Что и говорить, эти вести доставили старику большое удовольствие и заметно исправили настроение, в какой-то мере вознаградив его за все тревоги.
К этому времени удалось примирить между собой именитых граждан городка (коих пришлось строго-настрого разделить на «высших» и «низших»), хотя недовольство их и не было серьезно, отмахнуться от этого было нельзя; сейчас, когда страсти улеглись, можно было быть уверенным, что какое-то время, во всяком случае пока епископ будет в городке, спокойствие не нарушится.
Настоятель церковного округа, вертлявый, болезненный человек, словно командир передового отряда, ворвался к патеру, проэкзаменовал школьников и снова ускакал — тень, опередившая хозяина.
Итак, наступил канун приезда. Патер Влах был, разумеется, вполне подготовлен, он сделал все, что требовалось, и к тому же самым наилучшим образом.
Спать он отправился раньше обычного, повторяя про себя псалом: «…щит и ограждение — истина Его. Не убоишься ужасов в ночи…»
Окно было распахнуто. Тихий ночной ветерок раскачивал верхушки буков перед домом, и запахи лета доносились с лугов, врываясь в комнату вместе со стрекотом кузнечиков и мягким светом звезд.
Раздевшись, патер взобрался на постель, поправил подушки и вытянулся, тяжело дыша, на своем ложе. По правую руку от него лежал наготове большой носовой платок, а рядом — старые четки матери, он перебирал их иногда бессонными ночами.
Свистящее дыхание то и дело приподнимало его и опускало на подушки, кровь волнами приливала к вискам, затем, отхлынув куда-то к затылку, снова била в виски, с небольшими, но пугающими перебоями.

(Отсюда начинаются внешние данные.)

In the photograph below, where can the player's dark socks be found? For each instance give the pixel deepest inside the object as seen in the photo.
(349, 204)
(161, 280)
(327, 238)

Священник старался лежать не двигаясь, но вдруг в горле у него запершило и он начал кашлять; это раздражение, постепенно усиливаясь, перешло в мучительный кашель, который сотрясал его грудь, сводя на нет все старания сдержаться. Он перекрестился и с трудом пробормотал слова какой-то молитвы. Рука его так и осталась лежать на груди — не было сил пошевелить даже пальцами. Опять возникло ощущение невыносимой слабости, как в день, когда он был рукоположен в священники: подняв тогда чашу, он вынужден был тут же опустить ее — иначе она выскользнула бы из рук.
Он так и не узнал, произнес ли тогда слова обращения, — ничего, кроме невообразимой слабости и пустоты, он не чувствовал. Напрасно оба его собрата успокаивали, уверяя, что все прошло, как положено; им не удалось разубедить его, он был безутешен.
Старик вздохнул. Трудно было отбиться от воспоминаний. Сколько раз он задавал себе вопрос — как случилось, что он стал священником, принял обет? Теперь это уже не волновало его. В душе не было ничего, ничего не осталось, кроме старческой усталости.
Он принял обет, еще в юные годы получил приход и постепенно обрел свое место в жизни.
Несмотря на острую боль, словно клинок, пронзившую левое бедро, в душе поднялась радость, она захватила его, пересилив неистовое страдание. Он вдруг вспомнил времена, когда его несколько раз в неделю приглашали на обход. Его умиляло тогда усердие прихожан! Он гордился, что люди спрашивают его мнение, советуются с ним.
Но вскоре он заметил, что его посещения уже не радуют прихожан, они с трудом скрывали это, а немного погодя он пережил первое разочарование на своем патерском пути.
Его предшественник изучал медицину и дошел даже до практики в больнице, но после студенческой дуэли, имевшей кое-какие последствия, бросил занятия и, обратившись к религии, стал священником. А так как люди стремились не только к божественному утешению, но и к исцелению телесному, то именно к нему, к его предшественнику, обращались, когда кто-нибудь заболевал, к его советам с радостью прислушивались, а помощь охотно принимали. «Но я ведь тоже добился уважения, — подумал старый патер, — правда, на это ушло немало времени».
Воспоминания проносились неосязаемые, бесплотные, и где-то рядом с болью, вспыхнувшей с новой силой, он ощутил страх. Годы жизни выстроились перед его мысленным взором, и не было среди них ничего яркого, запоминающегося. Дни его, ничем не примечательные, складывались в недели, месяцы, годы — все они прожиты и ушли в небытие; а теперь время его так медленно тянется под бременем старости.
И вот он лежит беззащитный в наготе своей, жалкий и беспомощный, и воспоминания опутывают его, затягивая в свою сеть.
Старый священник тихо засмеялся: «Ну конечно же, епископы — те же люди». Он повторил это несколько раз, перебирая бусинки четок. «Да, те же люди…» Рука испуганно сжала четки, а пальцы сдвинули бусинки.